2023 television series on Roku Channel

The Holiday Shift is a 2023 American romantic comedy television series broadcast on The Roku Channel. Produced by CBS Studios and Fulwell 73, the series premiered on November 17, 2023.

== Premise ==
The Holiday Shift is a comedy series set in a mall during the holiday season. It follows the intersecting love stories of several employees dealing with holiday shoppers, personal relationships, and workplace challenges.

== Cast and characters ==
=== Main ===
- Varun Saranga as Sam
- Jean-Luc Bilodeau as Ronnie
- Devyn Nekoda as Tess
- Nadine Bhabha as Marissa
- Brielle Robillard as Summer
- Michael Delleva as Deonte
- Sarah Levy as Susan
- Jon Dore as Brian
- Adam Fox as Austin

== Production ==
The series was created by Tommy Johnagin. Paul Fox directed all episodes, with Johnagin serving as the sole writer. Filming took place entirely at the Portage Place Mall in downtown Winnipeg, Manitoba, Canada.

== Episodes ==

| No. | Title | Directed by | Written by | Original release date |
| 1 | "The One" | Paul Fox | Tommy Johnagin | November 17, 2023 |
It's Black Friday at Love Town Center Mall, and Sam sees his secret crush, Tess, is back in town. The group debates Sam's next steps, while a Mystery Giver fills the mall's toy bins with gifts.
| 2 | "Love at First Sight" | Paul Fox | Tommy Johnagin | November 17, 2023 |
Tess feels jealous on a double date, Deonte experiences love at first sight, and the Mystery Giver strikes again. Marissa and Ronnie find common ground, while Brian conceals his troubles.
| 3 | "The Lean In" | Paul Fox | Tommy Johnagin | November 17, 2023 |
Tess is torn between Sam and Trevor, seeking advice from Henry. Summer avoids her past, while Deonte obsesses over his crush. Ronnie and Marissa's friendship evolves, and the Mystery Giver brings cheer.
| 4 | "Long Distance" | Paul Fox | Tommy Johnagin | November 17, 2023 |
Trevor asks Sam for ring advice, leading to complications with Tess.
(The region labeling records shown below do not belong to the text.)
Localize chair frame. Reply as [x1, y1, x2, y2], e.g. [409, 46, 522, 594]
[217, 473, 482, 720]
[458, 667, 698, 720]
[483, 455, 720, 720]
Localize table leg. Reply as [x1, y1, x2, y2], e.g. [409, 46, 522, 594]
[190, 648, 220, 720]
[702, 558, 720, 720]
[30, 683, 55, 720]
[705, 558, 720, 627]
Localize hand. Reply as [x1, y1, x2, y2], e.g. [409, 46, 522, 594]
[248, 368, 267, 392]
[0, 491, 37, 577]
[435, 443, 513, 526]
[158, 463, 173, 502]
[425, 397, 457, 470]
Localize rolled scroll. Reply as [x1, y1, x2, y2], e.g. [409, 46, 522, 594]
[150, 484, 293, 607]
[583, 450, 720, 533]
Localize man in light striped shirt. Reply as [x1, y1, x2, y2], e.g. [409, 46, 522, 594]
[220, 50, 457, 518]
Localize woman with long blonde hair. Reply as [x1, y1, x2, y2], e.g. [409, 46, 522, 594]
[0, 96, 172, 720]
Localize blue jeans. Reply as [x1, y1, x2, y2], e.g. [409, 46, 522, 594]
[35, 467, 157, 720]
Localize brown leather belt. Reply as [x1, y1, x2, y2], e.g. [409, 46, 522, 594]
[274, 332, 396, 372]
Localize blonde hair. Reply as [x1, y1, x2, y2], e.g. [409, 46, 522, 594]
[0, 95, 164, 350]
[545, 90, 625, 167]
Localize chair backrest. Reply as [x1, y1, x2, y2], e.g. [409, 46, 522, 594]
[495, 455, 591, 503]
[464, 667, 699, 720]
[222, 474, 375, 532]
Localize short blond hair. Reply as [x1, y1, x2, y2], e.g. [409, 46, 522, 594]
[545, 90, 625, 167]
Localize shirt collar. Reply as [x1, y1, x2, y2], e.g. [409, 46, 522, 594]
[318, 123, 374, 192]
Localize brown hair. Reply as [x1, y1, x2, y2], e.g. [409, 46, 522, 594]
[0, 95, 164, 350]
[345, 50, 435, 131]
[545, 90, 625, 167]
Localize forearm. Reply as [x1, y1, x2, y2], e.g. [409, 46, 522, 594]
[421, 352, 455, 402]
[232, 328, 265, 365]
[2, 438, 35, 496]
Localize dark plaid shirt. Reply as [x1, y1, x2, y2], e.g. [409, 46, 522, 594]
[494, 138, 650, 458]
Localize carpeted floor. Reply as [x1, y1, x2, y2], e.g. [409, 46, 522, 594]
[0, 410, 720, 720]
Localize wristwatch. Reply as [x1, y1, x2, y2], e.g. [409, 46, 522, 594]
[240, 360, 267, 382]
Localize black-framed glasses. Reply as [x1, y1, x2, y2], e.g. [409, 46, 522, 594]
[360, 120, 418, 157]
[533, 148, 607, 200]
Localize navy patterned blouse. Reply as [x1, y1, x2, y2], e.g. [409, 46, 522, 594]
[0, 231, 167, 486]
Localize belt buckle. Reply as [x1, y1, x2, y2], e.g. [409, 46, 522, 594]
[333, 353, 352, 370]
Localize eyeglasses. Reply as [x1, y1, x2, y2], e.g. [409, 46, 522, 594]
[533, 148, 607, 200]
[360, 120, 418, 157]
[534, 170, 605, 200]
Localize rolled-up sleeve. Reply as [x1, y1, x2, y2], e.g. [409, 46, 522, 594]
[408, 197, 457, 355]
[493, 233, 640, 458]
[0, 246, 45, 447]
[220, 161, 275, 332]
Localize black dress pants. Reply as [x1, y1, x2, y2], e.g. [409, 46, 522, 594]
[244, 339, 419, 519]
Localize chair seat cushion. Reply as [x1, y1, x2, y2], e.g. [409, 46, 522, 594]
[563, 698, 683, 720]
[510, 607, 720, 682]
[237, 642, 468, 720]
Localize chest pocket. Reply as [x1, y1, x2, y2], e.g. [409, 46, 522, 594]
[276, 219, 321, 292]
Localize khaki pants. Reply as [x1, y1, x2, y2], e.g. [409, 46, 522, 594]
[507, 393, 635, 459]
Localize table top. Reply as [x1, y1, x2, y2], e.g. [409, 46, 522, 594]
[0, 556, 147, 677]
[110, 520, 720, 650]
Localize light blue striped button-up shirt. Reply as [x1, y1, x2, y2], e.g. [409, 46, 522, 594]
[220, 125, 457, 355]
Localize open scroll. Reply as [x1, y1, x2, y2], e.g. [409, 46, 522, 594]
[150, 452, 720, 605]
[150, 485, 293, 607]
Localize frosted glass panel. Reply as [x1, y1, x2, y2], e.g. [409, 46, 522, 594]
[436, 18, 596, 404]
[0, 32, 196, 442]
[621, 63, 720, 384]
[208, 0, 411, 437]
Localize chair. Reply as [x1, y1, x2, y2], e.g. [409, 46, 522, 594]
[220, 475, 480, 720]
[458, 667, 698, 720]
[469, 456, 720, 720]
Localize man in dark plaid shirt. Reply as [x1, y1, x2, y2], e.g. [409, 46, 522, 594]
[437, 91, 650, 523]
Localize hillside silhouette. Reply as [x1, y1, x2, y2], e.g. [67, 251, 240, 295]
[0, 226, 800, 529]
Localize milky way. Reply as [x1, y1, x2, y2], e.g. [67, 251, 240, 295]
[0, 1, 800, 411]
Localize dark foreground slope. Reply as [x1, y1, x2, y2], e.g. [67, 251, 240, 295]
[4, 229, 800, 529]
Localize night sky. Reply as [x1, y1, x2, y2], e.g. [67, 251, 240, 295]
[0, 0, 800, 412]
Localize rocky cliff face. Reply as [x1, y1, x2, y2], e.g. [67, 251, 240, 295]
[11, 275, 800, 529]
Ronnie realizes his feelings for Marissa, Deonte fears losing his love, and Summer reconciles with her sister. The Mystery Giver's identity is revealed.
| 5 | "The Finale" | Paul Fox | Tommy Johnagin | November 17, 2023 |
Tess rethinks her relationship with Trevor, realizing Sam's move to New York. Ronnie expresses his feelings to Marissa through an epic gesture, and the friends celebrate Christmas Eve eve. The true Mystery Giver is unveiled.